Manufacturing organizations that manage assets may have years of data that is collected from their machines or equipment. Buried within the years of data are failure-related notifications involving events associated with the asset (e.g., maintenance performed, error code displays, customer complaints, part replacements, work orders, etc.) Unfortunately, this valuable information is often hidden within millions of lines of text (e.g., within free-form text within the notifications and work orders, etc.) which makes it difficult, if not impossible, to analyze how often a particular failure occurred in the past, or if there is equipment in their fleet that perhaps has a higher occurrence of failure than others.

So, while the organization has a proliferation of data on asset performance, without the proper tools in place, they cannot derive value and improve business operations.

Getting Started

Failure mode Analytics is a system used to help organizations derive value from existing notification data which was previously not possible. Furthermore, it can analyze historical notification texts and assign the most likely failure mode in a fraction of the time it would take a human to do so manually. The technology allows experts to validate high quality failure mode analysis so the results can be fed back into the machine learning engine so past knowledge can inform future failure node models. The resulting model enables a proactive maintenance approach that avoids unplanned downtime by timely replacement or maintenance of equipment that is near failure.

How it Works

Failure mode analytics can create actionable knowledge from historical data, by providing a mechanism by which a user can build a machine learning model for failure mode analysis based on their historical data. They can then train the model, validate the model, and score the model to determine its effectiveness.

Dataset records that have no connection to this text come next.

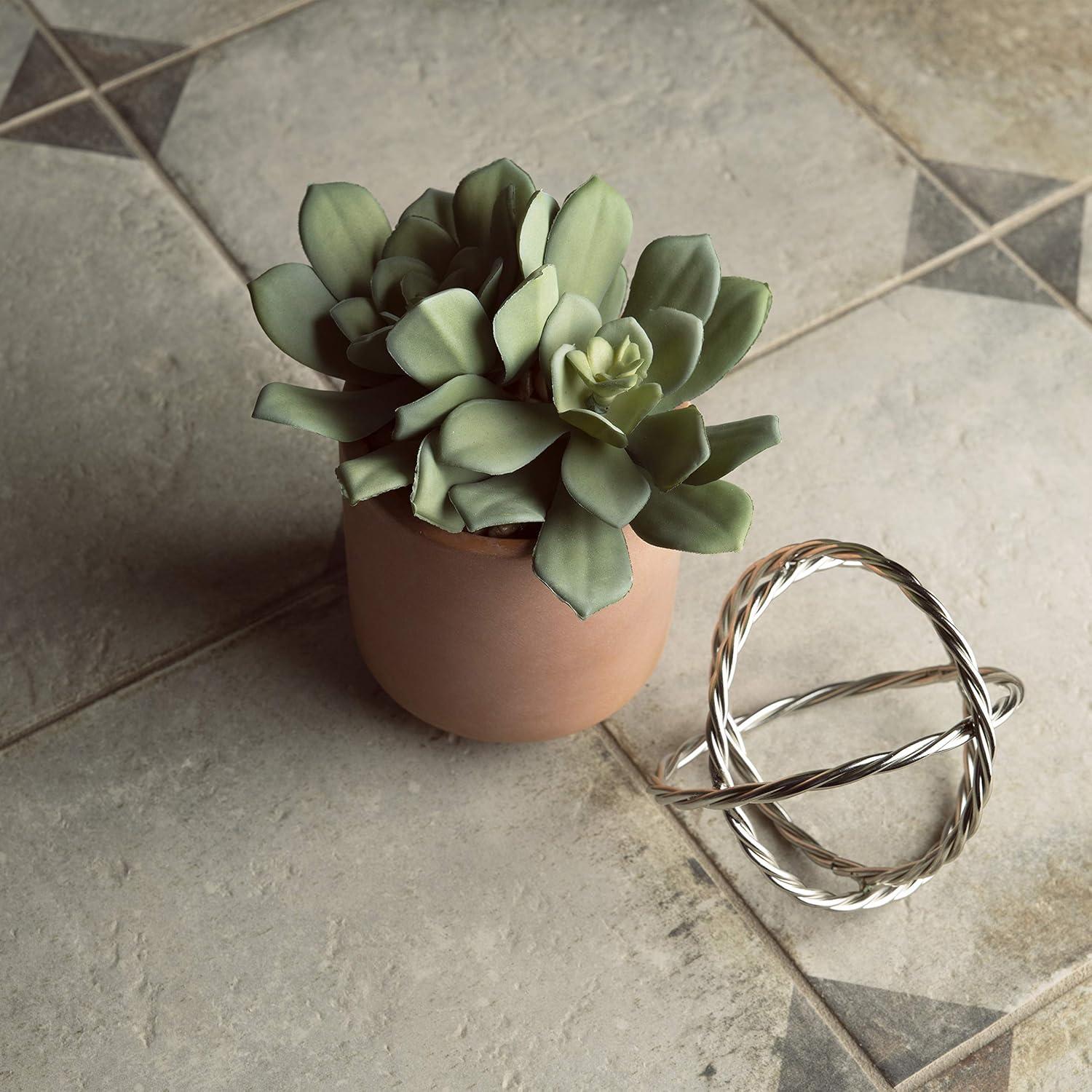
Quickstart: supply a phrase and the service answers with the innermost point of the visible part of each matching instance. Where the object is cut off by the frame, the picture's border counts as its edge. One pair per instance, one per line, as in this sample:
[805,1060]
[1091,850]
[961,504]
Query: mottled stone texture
[795,187]
[257,871]
[251,871]
[949,430]
[143,510]
[1000,84]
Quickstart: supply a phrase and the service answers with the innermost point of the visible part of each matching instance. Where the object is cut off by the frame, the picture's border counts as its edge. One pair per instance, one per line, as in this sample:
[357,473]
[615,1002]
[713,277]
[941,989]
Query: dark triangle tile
[149,104]
[986,272]
[996,194]
[41,76]
[936,225]
[1052,246]
[81,127]
[902,1032]
[812,1057]
[105,57]
[986,1070]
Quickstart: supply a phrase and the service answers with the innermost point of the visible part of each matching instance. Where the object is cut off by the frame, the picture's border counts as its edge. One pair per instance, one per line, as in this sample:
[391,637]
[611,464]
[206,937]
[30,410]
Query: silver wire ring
[736,783]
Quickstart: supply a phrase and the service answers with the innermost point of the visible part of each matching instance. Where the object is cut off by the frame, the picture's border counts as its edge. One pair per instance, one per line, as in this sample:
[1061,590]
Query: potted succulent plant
[520,458]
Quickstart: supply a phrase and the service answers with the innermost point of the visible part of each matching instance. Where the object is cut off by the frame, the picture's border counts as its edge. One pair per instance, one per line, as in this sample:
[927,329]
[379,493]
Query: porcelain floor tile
[256,869]
[143,509]
[710,122]
[949,430]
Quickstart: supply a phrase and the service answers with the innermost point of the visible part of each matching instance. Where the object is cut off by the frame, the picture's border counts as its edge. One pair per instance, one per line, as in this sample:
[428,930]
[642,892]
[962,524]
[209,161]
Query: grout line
[135,144]
[191,52]
[141,152]
[799,980]
[44,111]
[318,590]
[994,235]
[954,196]
[186,52]
[998,1028]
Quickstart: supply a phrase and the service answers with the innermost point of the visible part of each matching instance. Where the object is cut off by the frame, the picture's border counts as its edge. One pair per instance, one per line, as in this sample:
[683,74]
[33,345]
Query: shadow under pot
[459,630]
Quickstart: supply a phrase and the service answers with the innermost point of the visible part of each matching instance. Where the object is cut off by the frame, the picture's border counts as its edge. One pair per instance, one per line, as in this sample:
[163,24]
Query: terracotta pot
[459,630]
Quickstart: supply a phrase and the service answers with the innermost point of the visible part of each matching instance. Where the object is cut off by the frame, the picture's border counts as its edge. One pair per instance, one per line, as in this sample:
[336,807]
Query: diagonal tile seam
[803,983]
[186,52]
[992,235]
[954,196]
[95,94]
[327,587]
[1009,1022]
[799,980]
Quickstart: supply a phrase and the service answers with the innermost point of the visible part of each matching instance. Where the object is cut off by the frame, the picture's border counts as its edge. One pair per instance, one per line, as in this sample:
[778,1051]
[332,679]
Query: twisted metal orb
[737,783]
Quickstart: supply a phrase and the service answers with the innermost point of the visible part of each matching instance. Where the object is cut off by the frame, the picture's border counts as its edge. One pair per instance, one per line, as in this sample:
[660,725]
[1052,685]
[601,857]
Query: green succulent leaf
[534,227]
[574,321]
[356,317]
[581,559]
[518,325]
[380,471]
[437,205]
[432,484]
[679,271]
[426,413]
[568,388]
[520,497]
[733,443]
[615,295]
[476,194]
[497,437]
[343,229]
[617,330]
[293,307]
[736,321]
[676,345]
[371,353]
[630,408]
[589,240]
[417,237]
[489,293]
[604,480]
[703,519]
[342,415]
[670,446]
[387,281]
[445,336]
[596,424]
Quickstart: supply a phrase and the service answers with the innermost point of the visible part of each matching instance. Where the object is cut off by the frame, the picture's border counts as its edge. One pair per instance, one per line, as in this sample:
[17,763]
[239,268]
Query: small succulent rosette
[506,371]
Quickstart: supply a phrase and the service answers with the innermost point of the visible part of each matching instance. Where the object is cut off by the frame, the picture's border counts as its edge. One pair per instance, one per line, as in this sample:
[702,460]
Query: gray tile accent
[987,272]
[148,105]
[986,1070]
[81,126]
[996,194]
[902,1032]
[1052,246]
[812,1059]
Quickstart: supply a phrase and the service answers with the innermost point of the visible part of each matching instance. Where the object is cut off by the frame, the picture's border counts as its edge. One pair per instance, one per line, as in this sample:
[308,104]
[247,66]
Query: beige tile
[143,509]
[1000,84]
[257,869]
[705,122]
[949,430]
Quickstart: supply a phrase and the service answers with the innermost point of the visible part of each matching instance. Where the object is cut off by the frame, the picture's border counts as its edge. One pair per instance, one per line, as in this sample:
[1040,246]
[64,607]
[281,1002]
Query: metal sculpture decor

During an unsupervised learning stage, the system trains a topic model (e.g., a newly created model or update an existing model) for failure mode analysis based on the historical asset data. It can then use machine learning to extract topics from the historical data based on textual information in the existing notifications and match the topics to predefined failure modes for such asset (e.g., asset-specific failure modes). Then, the unsupervised model for failure mode analysis can be stored in a database for ongoing access.

Further, a streamlined user interface allows users (e.g., subject matter experts, reliability engineers, etc.) to validate the unsupervised model for failure mode analysis and make modifications, if necessary. For example, the user can double-check the machine learning matches between topics, predefined failure modes and reassign a topic to a different failure mode. The interface also provides information about each topic such as an identification of top keywords of a specific topic, etc.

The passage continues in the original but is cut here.